La singularidad mayor del candidato Ossandón se ha logrado en la capacidad de visibilizarse en función de una plataforma moral y ética intachable, en su condición de ex alcalde de Pirque y Puente Alto, y también como Senador de la República. Por otra parte, ha sido capaz de instalarse como un ciudadano común, sobre todo cuando enfrentó a los panelistas de Tolerancia Cero, los que evidenciaron inconsistencias conceptuales, y quien no dice, irresponsabilidad inexcusable al no saber lo suficiente sobre el acuerdo de París que el mismo apoyó en los trámites legislativos. Grave cuestión, sobre todo cuando existe una sensibilidad política clara cuando de medio ambiente y calentamiento global se refiere. Se escudó, para la masa votante potencial con un: ‘no tengo por qué saberlo todo’, o bien ‘podré meter las patas, ésta y otras veces, pero no las manos’. Es decir, salió jugando, más cuando ha sabido gestionar una – no se sabe si buscada, pero asertiva – condición de víctima. Es el David que enfrenta a Goliat. Un David probo v/s un Goliat titubeante en probidad, indicará.

El debate radial último, le permitió otra oportunidad no buscada para visibilizarse sobre lo que ha erigido como su línea de flotación y capital político articulador: su honradez defendida (un intangible, simbólicamente potente desde lo político).

Esto sería producto de un error no forzado de los adherentes, amigos o integrantes de alguna línea de reflexión y acción del comando de Sebastián Piñera.
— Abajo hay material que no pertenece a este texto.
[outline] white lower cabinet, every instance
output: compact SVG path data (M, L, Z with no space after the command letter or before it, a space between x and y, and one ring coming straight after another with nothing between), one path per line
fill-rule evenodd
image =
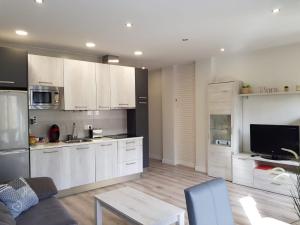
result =
M96 182L116 177L118 174L118 143L105 142L96 146Z
M118 141L118 175L143 172L143 140L130 138Z
M70 187L95 183L95 145L66 147L70 159Z
M31 177L50 177L58 190L143 172L143 139L31 150Z
M69 188L69 158L64 148L31 151L31 177L51 177L58 190Z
Evocó inmediatamente los enredos que el ex Presidente tuvo que administrar con el escándalo del kiotazo, donde lo infiltraron en su estrategia de desprestigio hacia a Evelyn Matthei.

Ossandón, conforme pasaron las horas y los días, proyectó, otra vez, la idea de victimización sobre su figura, cuando indica que conflictúa, no sólo con uno de los hombres más poderosos del país como es el Ex Presidente Piñera, sino que además con una elite que busca continuar en el inmovilismo (económico y político) y que lo resiste, ya que sin perjuicio de que sea de derechas, no tolerará los privilegios que han logrado, en una eventual presidencia suya. Proyectó, además, habilidad para reaccionar e instalar, a punta de futuras querellas, una expectativa que no se tenía para el debate televisivo del próximo lunes. Todo su contenido moral y ético adquirió un giro favorable, gracias a la Periodista Pilar Molina, en cuanto recadera de los grupos de interés o parte del comando de Piñera en el debate radial. A partir de ello, se podría indicar se instaló un ossandonazo, parte 1.

Queda presenciar el ossandonazo parte 2 con el debate televiso del próximo lunes y la parte 3 con los votos que finalmente logre en la culminación de las primarias. Es difícil una sorpresa mayor, como es, que obtenga más votos que Piñera, pero sí sería interesante una votación que lo instalara en una posición de negociación para la primera vuelta, cuestión que no necesariamente se encontraba contemplada en un inicio. Queda ver, además, cómo consolida y fortalece su instalación y proyección como referente de la derecha política, hecho que este actor ha sabido capitalizar desde esta primaria.

 

(*) Académico Escuela de Ciencia Política y RR. II. Universidad Academia de Humanismo Cristiano. Doctor © en Estudios Americanos Instituto IDEA, USACH.